É verdade que nunca simpatizei muito com movimentos do estilo do MST. Suas associações com entidades políticas fizeram por merecer meu imenso desprezo, uma vez que só resultavam em acirramento de ânimos, distorções dos ideais e oportunismo político. Também porque vejo neles um legítimo resultado do paternalismo governamental, que serve, quase que exclusivamente, como ferramenta de perversa sedução. Devo é claro reconhecer a inquestionável verdade do desigual ponto de partida de distintas classes sociais. Com certeza, suas condições (herdadas ou adquiridas) são menos próprias ao desenvolvimento de um ser pleno de capacidades. Isso implica, por sua vez, em diferentes motivações e aspirações em todos os campos da ciência humana. Igualmente longínqua é a origem dos latifúndios, capitanias presenteadas com um ou outro critério, ou quem sabe até sem critério algum. Sim, teríamos que falar em tribos, ocas e pajés também.

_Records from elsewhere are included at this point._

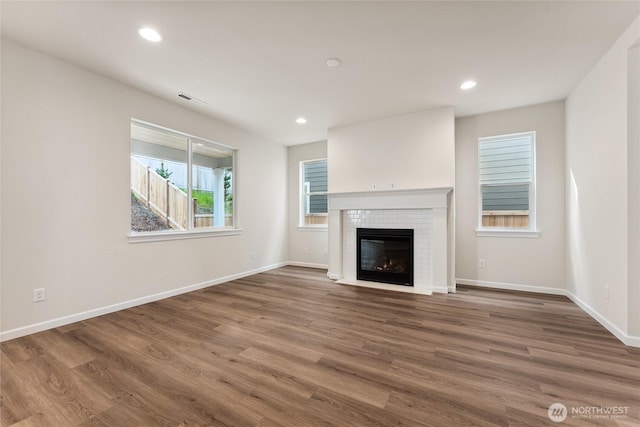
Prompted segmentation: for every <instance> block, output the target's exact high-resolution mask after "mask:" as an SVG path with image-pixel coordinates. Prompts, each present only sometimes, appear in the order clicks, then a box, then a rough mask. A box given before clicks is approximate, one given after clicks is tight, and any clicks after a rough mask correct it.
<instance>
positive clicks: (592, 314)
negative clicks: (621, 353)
mask: <svg viewBox="0 0 640 427" xmlns="http://www.w3.org/2000/svg"><path fill="white" fill-rule="evenodd" d="M566 296H567V297H568V298H569V299H570V300H571V301H573V303H574V304H575V305H577V306H578V307H580V308H581V309H582V310H583V311H584V312H586V313H587V314H588V315H589V316H591V317H593V318H594V319H595V320H596V321H597V322H598V323H600V324H601V325H602V326H604V327H605V328H606V329H607V330H608V331H609V332H611V333H612V334H613V335H615V337H616V338H618V339H619V340H620V341H622V342H623V343H624V344H625V345H628V346H630V347H640V337H634V336H631V335H627V334H626V333H624V332H623V331H621V330H620V329H619V328H618V327H617V326H616V325H614V324H613V323H611V322H610V321H609V320H607V318H606V317H604V316H603V315H601V314H600V313H598V312H597V311H596V310H595V309H593V308H591V307H590V306H589V304H587V303H586V302H584V301H582V300H581V299H580V298H578V297H577V296H576V295H575V294H574V293H573V292H571V291H569V290H566Z"/></svg>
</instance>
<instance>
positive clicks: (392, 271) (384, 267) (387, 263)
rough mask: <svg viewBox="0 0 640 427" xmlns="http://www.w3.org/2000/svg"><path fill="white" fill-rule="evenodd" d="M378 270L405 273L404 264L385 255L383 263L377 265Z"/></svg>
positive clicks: (376, 267) (376, 268) (399, 272)
mask: <svg viewBox="0 0 640 427" xmlns="http://www.w3.org/2000/svg"><path fill="white" fill-rule="evenodd" d="M376 270H378V271H385V272H389V273H404V272H405V271H404V267H403V266H402V264H398V263H396V262H395V261H394V260H393V258H387V257H385V260H384V261H383V263H382V264H380V265H377V266H376Z"/></svg>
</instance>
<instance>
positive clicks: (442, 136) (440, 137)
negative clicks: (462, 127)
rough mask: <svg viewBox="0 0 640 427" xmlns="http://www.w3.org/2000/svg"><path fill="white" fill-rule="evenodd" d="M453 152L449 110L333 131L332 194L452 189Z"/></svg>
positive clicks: (451, 123) (408, 114) (390, 117)
mask: <svg viewBox="0 0 640 427" xmlns="http://www.w3.org/2000/svg"><path fill="white" fill-rule="evenodd" d="M454 150H455V142H454V118H453V108H451V107H444V108H437V109H432V110H427V111H420V112H417V113H411V114H404V115H400V116H395V117H389V118H384V119H379V120H373V121H369V122H365V123H359V124H354V125H349V126H342V127H338V128H332V129H329V139H328V154H329V192H332V193H339V192H349V191H371V190H372V186H373V184H375V185H376V187H377V190H389V189H391V188H395V189H410V188H432V187H433V188H435V187H453V185H454V183H455V153H454ZM392 185H393V187H392Z"/></svg>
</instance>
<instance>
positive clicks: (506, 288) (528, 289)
mask: <svg viewBox="0 0 640 427" xmlns="http://www.w3.org/2000/svg"><path fill="white" fill-rule="evenodd" d="M456 282H457V283H459V284H461V285H469V286H477V287H483V288H492V289H506V290H512V291H521V292H535V293H541V294H550V295H563V296H566V297H567V298H569V299H570V300H571V301H572V302H573V303H574V304H575V305H577V306H578V307H580V309H581V310H583V311H584V312H585V313H587V314H588V315H589V316H591V317H592V318H593V319H594V320H596V321H597V322H598V323H600V324H601V325H602V326H603V327H604V328H605V329H607V330H608V331H609V332H611V333H612V334H613V335H614V336H615V337H616V338H618V339H619V340H620V341H621V342H622V343H623V344H625V345H627V346H629V347H640V337H636V336H632V335H628V334H626V333H625V332H623V331H622V330H620V328H618V327H617V326H616V325H614V324H613V323H611V322H610V321H609V320H607V318H606V317H604V316H603V315H601V314H600V313H598V312H597V311H596V310H595V309H593V308H591V307H590V306H589V304H587V303H585V302H584V301H582V300H581V299H580V298H578V297H577V296H576V295H575V294H573V293H572V292H571V291H569V290H567V289H559V288H549V287H545V286H531V285H519V284H515V283H500V282H487V281H482V280H470V279H456Z"/></svg>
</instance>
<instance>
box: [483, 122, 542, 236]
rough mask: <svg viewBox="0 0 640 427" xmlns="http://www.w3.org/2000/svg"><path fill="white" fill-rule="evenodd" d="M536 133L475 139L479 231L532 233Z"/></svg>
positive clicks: (533, 228) (534, 218) (533, 217)
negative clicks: (477, 170) (475, 141)
mask: <svg viewBox="0 0 640 427" xmlns="http://www.w3.org/2000/svg"><path fill="white" fill-rule="evenodd" d="M535 139H536V134H535V132H524V133H517V134H510V135H499V136H491V137H485V138H479V139H478V186H479V188H478V190H479V191H478V194H479V201H478V206H479V208H478V231H484V230H487V231H511V232H517V231H535V230H536V221H535V218H536V212H535V202H536V197H535V175H536V174H535V169H536V168H535V157H536V156H535Z"/></svg>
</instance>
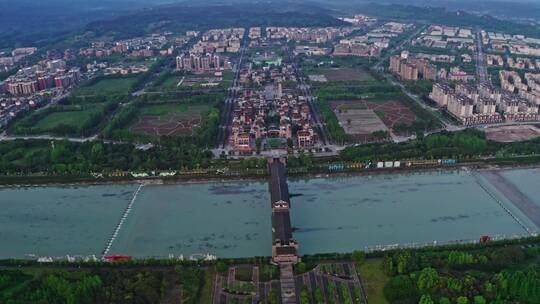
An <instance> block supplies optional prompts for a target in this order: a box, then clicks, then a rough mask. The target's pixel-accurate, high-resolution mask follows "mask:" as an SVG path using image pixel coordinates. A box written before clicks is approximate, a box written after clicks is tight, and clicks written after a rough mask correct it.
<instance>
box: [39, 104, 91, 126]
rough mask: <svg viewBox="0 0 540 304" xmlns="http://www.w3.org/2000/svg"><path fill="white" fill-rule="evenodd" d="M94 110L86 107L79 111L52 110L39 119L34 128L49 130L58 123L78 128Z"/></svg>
mask: <svg viewBox="0 0 540 304" xmlns="http://www.w3.org/2000/svg"><path fill="white" fill-rule="evenodd" d="M94 112H96V109H86V110H81V111H65V112H53V113H51V114H49V115H47V116H45V117H43V118H42V119H40V120H39V121H38V122H37V123H36V124H35V125H34V128H36V129H42V130H51V129H54V128H56V127H57V126H59V125H66V126H70V127H73V128H78V127H79V126H80V125H81V124H83V123H84V122H85V121H86V119H88V117H89V116H90V115H91V114H92V113H94Z"/></svg>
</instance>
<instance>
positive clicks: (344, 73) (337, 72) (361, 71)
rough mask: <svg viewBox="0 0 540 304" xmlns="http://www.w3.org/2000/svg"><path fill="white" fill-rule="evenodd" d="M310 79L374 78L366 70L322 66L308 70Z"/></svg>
mask: <svg viewBox="0 0 540 304" xmlns="http://www.w3.org/2000/svg"><path fill="white" fill-rule="evenodd" d="M310 79H312V81H320V82H325V81H322V80H323V79H326V80H327V81H362V82H364V81H373V80H375V79H374V78H373V77H372V76H371V75H370V74H369V72H368V71H366V70H364V69H356V68H324V69H318V70H314V71H311V72H310Z"/></svg>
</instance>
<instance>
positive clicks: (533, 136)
mask: <svg viewBox="0 0 540 304" xmlns="http://www.w3.org/2000/svg"><path fill="white" fill-rule="evenodd" d="M485 132H486V136H487V138H488V139H489V140H493V141H497V142H505V143H508V142H518V141H525V140H531V139H533V138H537V137H540V129H538V128H537V127H535V126H530V125H526V126H505V127H495V128H488V129H486V131H485Z"/></svg>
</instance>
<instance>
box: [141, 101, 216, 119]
mask: <svg viewBox="0 0 540 304" xmlns="http://www.w3.org/2000/svg"><path fill="white" fill-rule="evenodd" d="M208 109H209V106H208V105H188V104H181V103H164V104H155V105H145V106H144V107H142V108H141V110H140V112H139V114H140V115H141V116H164V115H167V114H178V113H186V115H193V114H195V113H202V112H204V111H206V110H208Z"/></svg>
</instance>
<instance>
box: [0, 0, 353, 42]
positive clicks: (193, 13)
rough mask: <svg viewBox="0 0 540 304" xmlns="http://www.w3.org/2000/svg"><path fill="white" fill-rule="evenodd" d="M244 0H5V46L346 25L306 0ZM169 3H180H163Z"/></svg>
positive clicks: (3, 9) (0, 5)
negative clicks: (83, 35)
mask: <svg viewBox="0 0 540 304" xmlns="http://www.w3.org/2000/svg"><path fill="white" fill-rule="evenodd" d="M245 1H247V0H152V1H149V0H46V1H45V0H0V50H1V49H3V48H11V47H21V46H30V45H32V46H38V47H43V46H47V45H52V44H58V43H60V42H62V41H64V40H65V39H67V38H69V37H70V36H73V35H74V34H76V33H80V32H92V33H94V34H95V35H93V36H101V35H109V36H112V37H115V38H126V37H132V36H138V35H144V34H146V33H151V32H156V31H165V30H168V31H185V30H190V29H200V30H204V29H208V28H216V27H229V26H256V25H260V26H265V25H278V26H338V25H342V24H344V23H343V22H342V21H340V20H338V19H336V18H335V17H333V16H331V14H330V13H331V11H329V10H327V9H324V8H321V7H319V6H318V5H313V4H309V3H307V2H305V1H302V2H301V3H299V2H298V1H294V0H274V1H261V2H255V1H251V0H249V1H248V2H245ZM169 2H175V3H176V4H165V5H164V4H163V3H169ZM147 6H149V7H147Z"/></svg>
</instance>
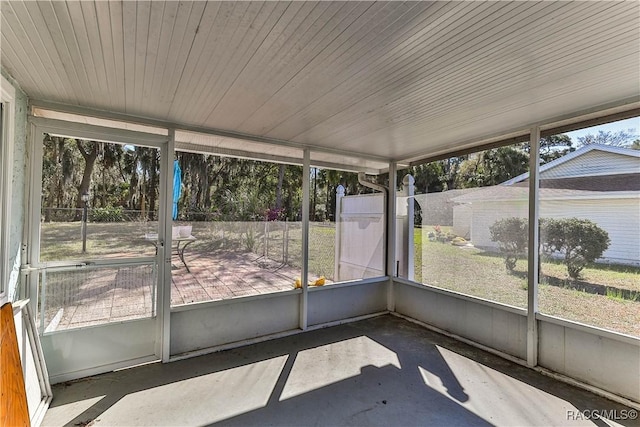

Mas creio que seja preciso mais do que vítimas com sede de vingança para resolvermos a questão da má distribuição agrária. Caberia pois aos mais esclarecidos, aos que se intitulam representantes do movimento e que demonstram através dele reais capacidades de liderança, partir para uma peregrinação em busca da mais completa cidadania. A crítica a tais lideranças não deve ser amena. Tampouco se deve poupar os governantes e seus lindos projetos ao melhor estilo carnavalesco “para inglês ver”. Em um mundo sem mágicas ou milagres, não há peixe sem pescaria, não há ganho sem esforço. Assentamentos desfeitos e terras abandonadas pelos muitos insaciáveis integrantes do movimento têm conseqüências arrasadoras e põe ladeira abaixo as argumentações de toda uma construção do justo clamor social. Mais: incitam fazendeiros a se organizarem em milícias para defender o que também a si é seu de direito.
O que podemos fazer ao invés de ficarmos apenas assistindo apreensivos a marcha dos sem terra para algum lugar e para lugar algum, com alguma certeza de que novamente isso tudo dará em nada? O que aprendemos ao longo de toda nossa história e o que podemos ensinar? Não sei por quanto tempo continuaremos a empurrar o problema para as gerações futuras. Será que mesmo na época da UFST, tapar o sol com a peneira será lição de casa? Sim, a UFST é, de fato, uma brincadeira. Mas uma brincadeira repleta de verdades. Não é preciso ter algum diploma para fazer parte de uma de suas classes. Aliás, se formos pensar bem, só o que se precisa é o “não ter”.